Man kann sich vorstellen, mit welch peinlichen Empfindungen ich vor Io-Fagòr, Io-Rasa und die ganze Hausgemeinschaft hintrat, um Rechenschaft über meinen gescheiterten Versuch abzulegen, Lala heimzulocken. Selbst mein Vergil war ganz bestürzt darüber, in welche schwierige Situation ich dadurch geraten war, daß er mich aus dem Alphabet gestochen hatte. Da hatte der wirkliche Vergil seinen Schutzbefohlenen in weit geringere Schwierigkeiten gestürzt, blieb derselbe doch bis auf ein wenig Mitleid völlig ungeschoren von den Kalamitäten der Hölle, die er bereiste. Dante beobachtete die grausamst berühmten Episoden immer schön von außen und wurde in keinerlei Konflikt persönlich hineingezogen, was vielleicht damit zu tun hat, daß er sich als einziger Lebendiger unter lauter Toten bewegte, während bei mir die Sache gerade umgekehrt war. Freilich, es gehörte das gewaltige Dichtergenie einer gewaltigen Epoche dazu, aus einer puren »Besichtigung« ohne persönliche Einverwobenheit, ohne Intrige, Verwicklung, Erotik und andere Rücksichten auf das mehr oder weniger lesende Publikum den millennaren Bestseller der »Göttlichen Komödie« zu schaffen und noch dazu in demantenen Terzinen. Versuche das heute einer.
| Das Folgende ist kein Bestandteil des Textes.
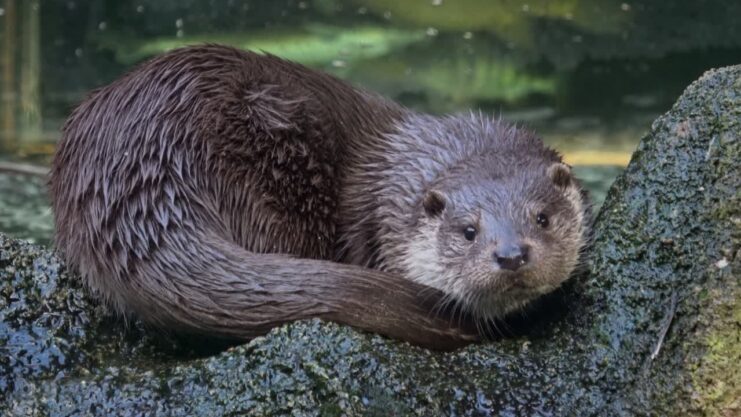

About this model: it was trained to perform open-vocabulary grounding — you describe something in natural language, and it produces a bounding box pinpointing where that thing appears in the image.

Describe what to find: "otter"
[49,45,588,349]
Das Merkwürdigste war: Die Ahnfrau hatte nicht geschwatzt. Lalas Eltern schienen nichts von dem nächtlichen Besuch ihrer Tochter in meinem Zimmer zu wissen, oder sie gaben vor, nichts zu wissen. Die Diskretion von GR3 erfüllte mich mit unangenehmen Empfindungen. Es war mir nicht wohl zumute bei dem Gedanken, mit ihr ein Geheimnis zu teilen. Ich gab daher, soviel Überwindung es mich auch kostete, Lalas nächtlichen Besuch in meinem Zimmer preis, ohne freilich meine Aufrichtigkeit zu weit zu treiben. Ich verschwieg selbstverständlich Lalas Antrag und meine eigene Verliebtheit, was mir niemand verdenken kann, und sprach nur von des Mädchens Wunsch, ihr als Begleiter in den Dschungel zu dienen. Von der Schuld allerdings, nächtens nicht sogleich Lärm geschlagen zu haben, konnte ich mich nicht reinwaschen. Niemand aber beschuldigte mich, denn schon im unüberwindlichen Begehren Lalas nach dem Dschungel lag das entscheidende Faktum. Für die Astromentalen war ja inneres Streben und äußere Verwirklichung so gut wie ein und dasselbe. Wie vortrefflich erging es uns dahingegen im zwanzigsten Jahrhundert, wo zwischen Wunsch und Erfüllung nur die spärlichsten Verkehrsmittel unterwegs waren, wo einem Meer von innerem Streben nur einige Tropfen von Verwirklichung entsprachen, und wo man sich selbst und alle andern himalajahoch beschwindeln konnte, ohne von der eigenen und der allgemeinen Hellsichtigkeit durchschaut zu werden.
Ich hatte keinen Gradmesser dafür, wieviel nach meiner Darstellung die Hausgenossen von der ganzen Wahrheit wußten. In den wenigen Minuten aber, die wir allein waren, eröffnete ich diese ganze Wahrheit meinem Freunde B.H. Er sah mich zuerst entsetzt an, dann aber dankte er mir und meinte, ich hätte den Anfängen der Menschheit noch viel mehr Schande bereiten können. Der familiäre Teil des Rechenschaftsberichtes nahm nur wenige Minuten in Anspruch. Es handelte sich um Größeres und Schrecklicheres. Man brach unverzüglich auf. Ich hatte kaum Zeit, irgendeinen Saft aus einem Kristallbecher herunterzustürzen.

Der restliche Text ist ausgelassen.